Filed under: change, complexity, service models — Frank Cervone @ 8:35 am

A recent article in CIO Insight magazine talked about IT’s Bad Reputation. What is interesting about this article is that the same issues the author identifies as stifling innovation in information technology services are the same issues we face that contribute to a lack of innovation in information agencies and libraries in general.

If we are going to move forward in ways that are meaningful to our publics we have to change some things:
1) Decision making needs to be pushed down in the organization to the most appropriate level – the “trenches” as it were,
2) Even non-managerial employees must know how to make business decisions and not simply focus on the good of their local department or area of specialty, and
3) We have to make sure our colleagues understand how developments, such as Web 2.0, are disrupting the way organizations operate.

July 23, 2007

on Dewey and complexity

Filed under: change, complexity, service models — Frank Cervone @ 7:43 am

The recent uproar (by librarians) following the decision of the Gilbert, AZ public library to abandon Dewey as the primary means of locating materials on the shelves demonstrates how we do (or do not) adapt to complexity.

The basic jist of the problem is summed up nicely in a Wall Street Journal article. In discussing the controversy, the author states that “it feeds into a broader, increasingly urgent discussion about libraries, where a growing number of patrons, used to Google and Yahoo, simply don’t look for books and information the way they used to.” As was the case with web design, in a complex system we must gather our information and adapt based on the environment.
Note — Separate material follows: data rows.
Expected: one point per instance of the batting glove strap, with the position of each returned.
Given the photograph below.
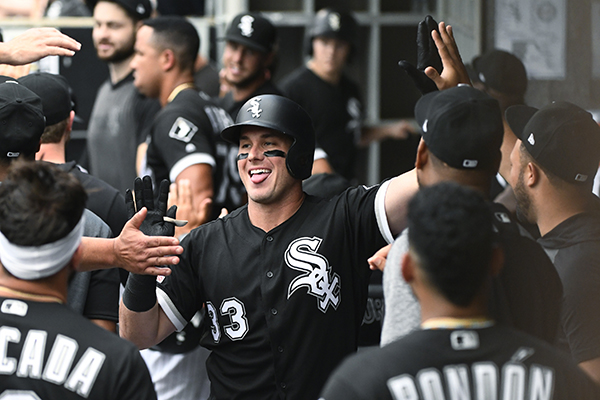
(140, 292)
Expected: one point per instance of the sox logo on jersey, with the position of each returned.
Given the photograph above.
(317, 277)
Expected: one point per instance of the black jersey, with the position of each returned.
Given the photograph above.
(233, 107)
(336, 112)
(488, 363)
(574, 247)
(528, 283)
(183, 133)
(49, 352)
(285, 305)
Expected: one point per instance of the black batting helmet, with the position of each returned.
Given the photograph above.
(285, 116)
(330, 22)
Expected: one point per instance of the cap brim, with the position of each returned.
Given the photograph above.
(422, 107)
(473, 74)
(518, 117)
(232, 132)
(246, 42)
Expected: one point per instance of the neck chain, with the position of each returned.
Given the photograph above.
(179, 88)
(454, 323)
(30, 296)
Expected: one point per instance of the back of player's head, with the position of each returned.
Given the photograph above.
(561, 137)
(450, 231)
(56, 95)
(137, 10)
(462, 127)
(178, 35)
(501, 71)
(252, 30)
(22, 121)
(41, 222)
(283, 115)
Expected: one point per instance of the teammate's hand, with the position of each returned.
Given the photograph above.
(427, 56)
(141, 254)
(154, 223)
(37, 43)
(454, 71)
(377, 260)
(180, 195)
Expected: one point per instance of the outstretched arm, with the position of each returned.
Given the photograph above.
(141, 319)
(454, 71)
(37, 43)
(131, 250)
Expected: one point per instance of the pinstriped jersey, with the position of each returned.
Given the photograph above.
(183, 133)
(49, 352)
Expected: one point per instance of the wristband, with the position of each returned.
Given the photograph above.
(140, 292)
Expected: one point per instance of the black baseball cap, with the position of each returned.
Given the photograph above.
(561, 137)
(501, 71)
(462, 126)
(252, 30)
(22, 120)
(55, 94)
(141, 9)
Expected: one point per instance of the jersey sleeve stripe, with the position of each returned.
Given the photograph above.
(188, 161)
(170, 310)
(320, 153)
(380, 214)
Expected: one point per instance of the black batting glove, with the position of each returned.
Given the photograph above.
(427, 56)
(154, 224)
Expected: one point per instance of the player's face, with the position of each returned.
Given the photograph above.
(145, 64)
(525, 209)
(113, 33)
(266, 179)
(330, 54)
(242, 65)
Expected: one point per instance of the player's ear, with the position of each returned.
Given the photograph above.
(76, 259)
(497, 260)
(407, 268)
(167, 59)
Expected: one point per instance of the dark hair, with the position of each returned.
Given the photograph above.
(54, 133)
(450, 230)
(178, 35)
(39, 203)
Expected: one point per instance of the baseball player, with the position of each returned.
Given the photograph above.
(459, 352)
(121, 117)
(331, 98)
(48, 351)
(284, 279)
(462, 136)
(248, 56)
(181, 143)
(554, 162)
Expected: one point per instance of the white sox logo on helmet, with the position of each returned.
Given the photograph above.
(302, 255)
(255, 107)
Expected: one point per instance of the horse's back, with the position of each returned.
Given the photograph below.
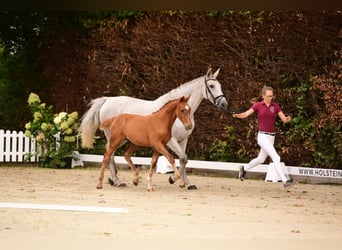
(117, 105)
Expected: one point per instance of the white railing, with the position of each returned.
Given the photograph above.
(15, 145)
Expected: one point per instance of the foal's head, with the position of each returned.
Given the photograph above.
(183, 111)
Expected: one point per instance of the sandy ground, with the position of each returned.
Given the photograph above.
(221, 208)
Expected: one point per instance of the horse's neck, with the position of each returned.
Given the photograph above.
(167, 114)
(193, 88)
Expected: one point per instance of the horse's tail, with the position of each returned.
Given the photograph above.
(90, 122)
(106, 123)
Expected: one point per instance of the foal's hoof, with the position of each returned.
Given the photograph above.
(121, 184)
(111, 182)
(192, 187)
(172, 180)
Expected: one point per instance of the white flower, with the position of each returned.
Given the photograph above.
(57, 120)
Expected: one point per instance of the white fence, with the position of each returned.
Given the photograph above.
(15, 145)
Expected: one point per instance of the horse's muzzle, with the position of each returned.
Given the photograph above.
(188, 126)
(222, 103)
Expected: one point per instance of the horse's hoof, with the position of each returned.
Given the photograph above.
(111, 182)
(171, 180)
(192, 187)
(122, 184)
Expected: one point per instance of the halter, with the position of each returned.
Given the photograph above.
(216, 99)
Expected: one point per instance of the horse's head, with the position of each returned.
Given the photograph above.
(183, 112)
(213, 91)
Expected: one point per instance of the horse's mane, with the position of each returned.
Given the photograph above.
(167, 103)
(184, 85)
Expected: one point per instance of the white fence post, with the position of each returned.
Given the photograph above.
(15, 145)
(2, 142)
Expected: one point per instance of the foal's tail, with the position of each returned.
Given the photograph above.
(106, 123)
(90, 121)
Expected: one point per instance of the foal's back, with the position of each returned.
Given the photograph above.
(139, 130)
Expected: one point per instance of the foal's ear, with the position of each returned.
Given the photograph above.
(184, 98)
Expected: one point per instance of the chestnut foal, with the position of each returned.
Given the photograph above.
(152, 130)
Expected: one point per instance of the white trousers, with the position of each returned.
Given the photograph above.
(266, 143)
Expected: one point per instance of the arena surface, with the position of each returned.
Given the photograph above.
(221, 208)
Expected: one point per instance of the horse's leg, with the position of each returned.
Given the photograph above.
(113, 169)
(127, 154)
(154, 160)
(162, 149)
(179, 149)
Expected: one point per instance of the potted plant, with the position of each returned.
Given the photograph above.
(55, 134)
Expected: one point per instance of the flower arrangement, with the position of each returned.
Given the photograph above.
(55, 134)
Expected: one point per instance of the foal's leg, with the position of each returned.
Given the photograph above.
(127, 154)
(162, 149)
(154, 160)
(106, 159)
(113, 144)
(179, 149)
(113, 169)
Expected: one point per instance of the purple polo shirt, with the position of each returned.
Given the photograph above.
(266, 115)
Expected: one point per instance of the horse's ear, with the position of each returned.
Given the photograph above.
(216, 73)
(209, 72)
(184, 98)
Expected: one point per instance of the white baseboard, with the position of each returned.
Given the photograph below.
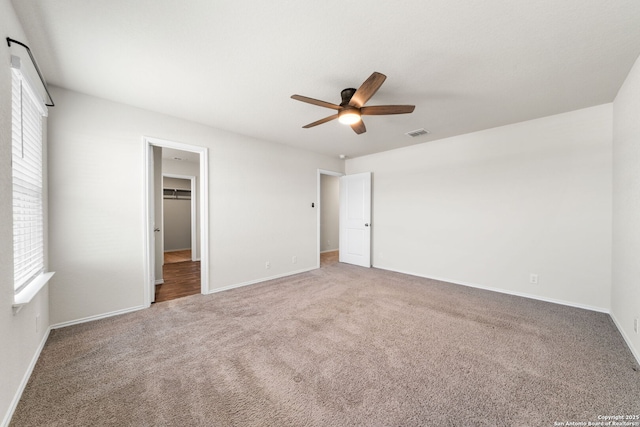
(25, 380)
(97, 317)
(253, 282)
(626, 338)
(504, 291)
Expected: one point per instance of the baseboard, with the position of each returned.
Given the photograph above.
(97, 317)
(25, 380)
(626, 338)
(504, 291)
(253, 282)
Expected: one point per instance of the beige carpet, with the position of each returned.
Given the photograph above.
(339, 346)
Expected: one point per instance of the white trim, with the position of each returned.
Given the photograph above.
(31, 290)
(97, 317)
(319, 190)
(626, 338)
(148, 143)
(25, 379)
(194, 198)
(503, 291)
(265, 279)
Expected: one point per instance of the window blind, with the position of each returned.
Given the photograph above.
(27, 173)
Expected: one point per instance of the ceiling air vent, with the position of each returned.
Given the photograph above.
(417, 132)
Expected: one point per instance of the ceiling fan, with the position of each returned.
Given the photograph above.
(352, 106)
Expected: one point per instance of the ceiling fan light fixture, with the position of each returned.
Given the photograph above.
(349, 116)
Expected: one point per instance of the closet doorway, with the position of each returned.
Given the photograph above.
(181, 264)
(172, 160)
(328, 217)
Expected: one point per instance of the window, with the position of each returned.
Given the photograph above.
(27, 110)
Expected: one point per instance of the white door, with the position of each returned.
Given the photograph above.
(355, 219)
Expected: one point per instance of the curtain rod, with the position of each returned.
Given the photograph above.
(33, 61)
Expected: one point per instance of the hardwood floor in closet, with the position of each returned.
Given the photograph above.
(181, 276)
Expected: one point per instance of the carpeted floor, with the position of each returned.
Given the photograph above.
(338, 346)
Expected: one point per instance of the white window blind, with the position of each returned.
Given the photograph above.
(27, 172)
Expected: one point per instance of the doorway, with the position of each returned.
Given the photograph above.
(328, 217)
(176, 160)
(180, 263)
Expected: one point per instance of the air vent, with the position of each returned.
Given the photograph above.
(417, 132)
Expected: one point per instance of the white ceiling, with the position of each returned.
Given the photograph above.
(233, 65)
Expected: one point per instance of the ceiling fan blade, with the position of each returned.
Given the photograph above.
(367, 89)
(321, 121)
(380, 110)
(359, 127)
(315, 102)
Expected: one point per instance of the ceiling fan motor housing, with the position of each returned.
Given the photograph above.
(346, 95)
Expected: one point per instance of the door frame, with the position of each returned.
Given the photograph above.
(318, 216)
(148, 238)
(194, 197)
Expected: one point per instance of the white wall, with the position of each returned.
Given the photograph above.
(491, 207)
(19, 341)
(329, 213)
(625, 304)
(260, 196)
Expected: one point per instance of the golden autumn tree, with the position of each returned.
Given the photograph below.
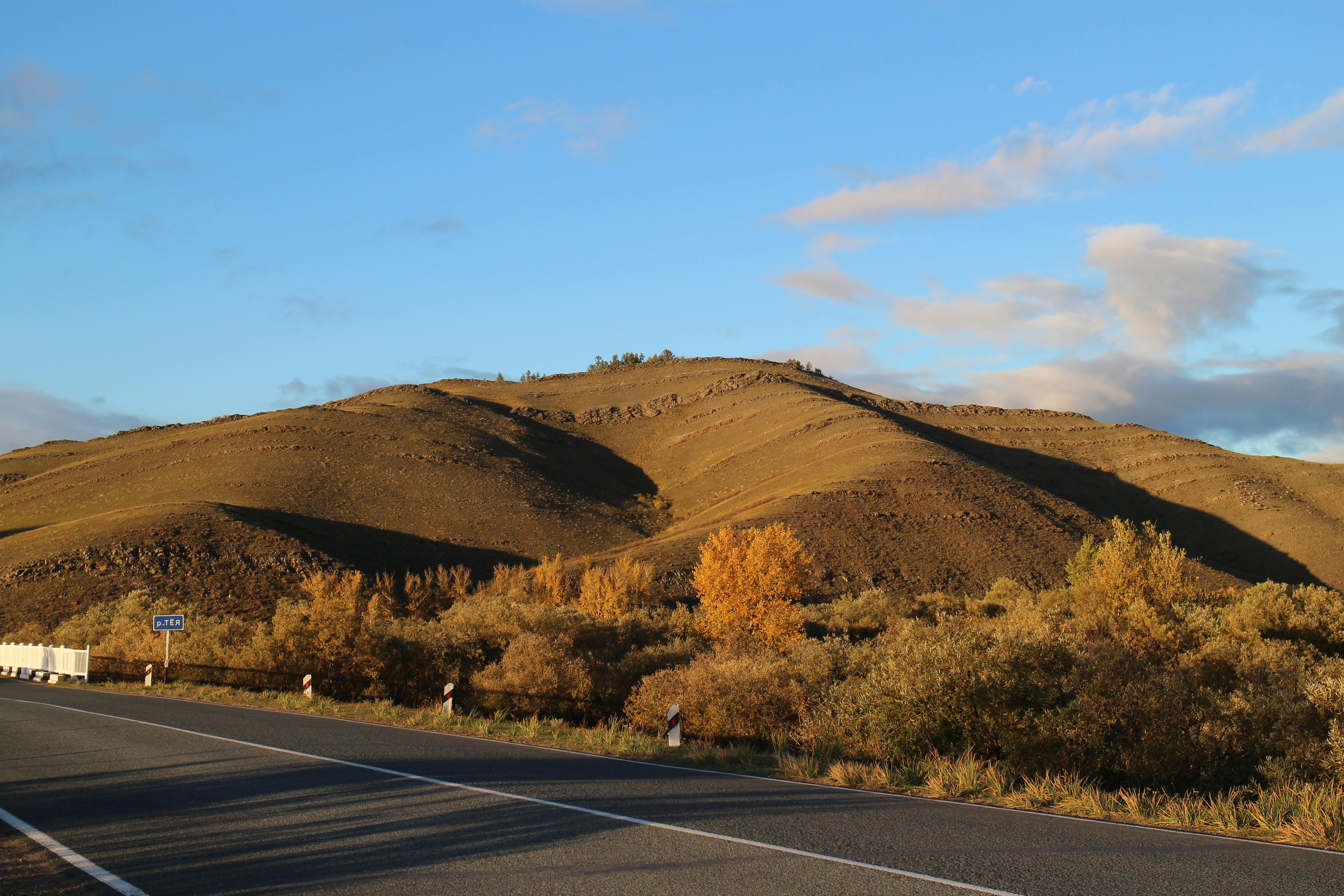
(749, 585)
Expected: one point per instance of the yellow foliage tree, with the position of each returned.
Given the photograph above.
(749, 585)
(552, 584)
(335, 604)
(611, 592)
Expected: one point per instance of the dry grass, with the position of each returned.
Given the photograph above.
(1301, 813)
(375, 469)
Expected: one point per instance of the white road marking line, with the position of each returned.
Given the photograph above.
(72, 856)
(538, 801)
(882, 794)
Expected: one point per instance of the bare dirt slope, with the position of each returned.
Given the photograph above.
(643, 460)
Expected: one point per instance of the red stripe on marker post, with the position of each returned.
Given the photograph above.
(675, 726)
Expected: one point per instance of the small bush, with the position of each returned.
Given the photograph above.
(722, 695)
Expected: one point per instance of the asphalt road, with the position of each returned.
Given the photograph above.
(174, 812)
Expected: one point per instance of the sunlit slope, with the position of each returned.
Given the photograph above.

As Bowker and Star pointed out in their book, Sorting things out: Classification and its consequences, classification works best when it is invisible. When classification starts to become visible you have a good indication that the classification system isn’t performing its job. That’s the problem here, Dewey (in this case, but it really could be any classification system common in libraries) doesn’t work for the average person because it doesn’t conform to our current mental models. It requires too much, “What does that mean?” or “Why is that?” processing to be viable for many uses. For example, why is computer science classified in the 004-006 range instead of the 500’s (sciences) where it really belongs? Why when I perform a subject heading search for “Social network research” do I find books scattered throughout the library in spots as disparate as 658.472 G562c, 305.80072 M297, and 300.72 A244?

Adaptation is one of the ways we continue to make systems work in a changing environment. An example of this is the organization of books at Northwestern University. Here we use Dewey (which is odd for an academic library to begin with) but we do not have books arranged in strict call numeric order. The Dewey ranges are combined based on very high-level topic areas (humanities, hard science, natural science, social science, etc.) in an effort to bring disparate areas in the classification system together to make more sense of the order for our patrons. Is it perfect? No, but it is does make discovery easier in many areas that have been “broken up” due to anomalies of Dewey.

Rather than castigating the folks in Gilbert, we should be trying to learn from their approach. It’s too bad the naysayers don’t get that.